Prediction of MoRFs based on sequence properties and convolutional neural networks

BioData Min. 2021 Aug 14;14(1):39. doi: 10.1186/s13040-021-00275-6.

Abstract

Background: Intrinsically disordered proteins possess flexible 3-D structures, which makes them play an important role in a variety of biological functions. Molecular recognition features (MoRFs) act as an important type of functional regions, which are located within longer intrinsically disordered regions and undergo disorder-to-order transitions upon binding their interaction partners.

Results: We develop a method, MoRFCNN, to predict MoRFs based on sequence properties and convolutional neural networks (CNNs). The sequence properties contain structural and physicochemical properties which are used to describe the differences between MoRFs and non-MoRFs. Especially, to highlight the correlation between the target residue and adjacent residues, three windows are selected to preprocess the selected properties.
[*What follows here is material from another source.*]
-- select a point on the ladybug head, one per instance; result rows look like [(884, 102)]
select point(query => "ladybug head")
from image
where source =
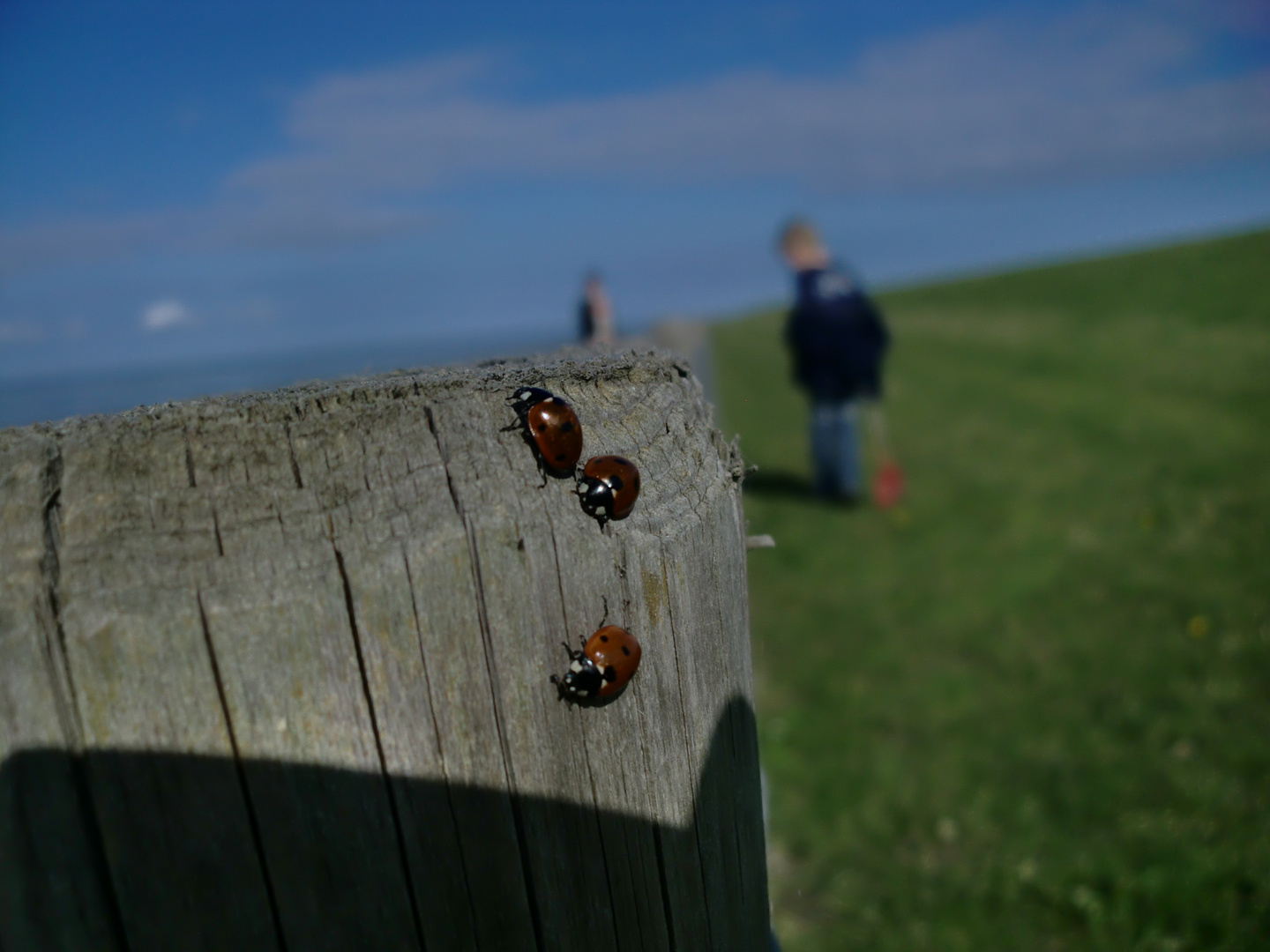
[(525, 398), (597, 496)]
After that, these calculated properties are combined into the feature matrix to predict MoRFs through the constructed CNN. Comparing with other existing methods, MoRFCNN obtains better performance.

Conclusions: MoRFCNN is a new individual MoRFs prediction method which just uses protein sequence properties without evolutionary information. The simulation results show that MoRFCNN is effective and competitive.

Keywords: Convolutional neural network; Intrinsically disordered proteins; Molecular recognition features; Prediction.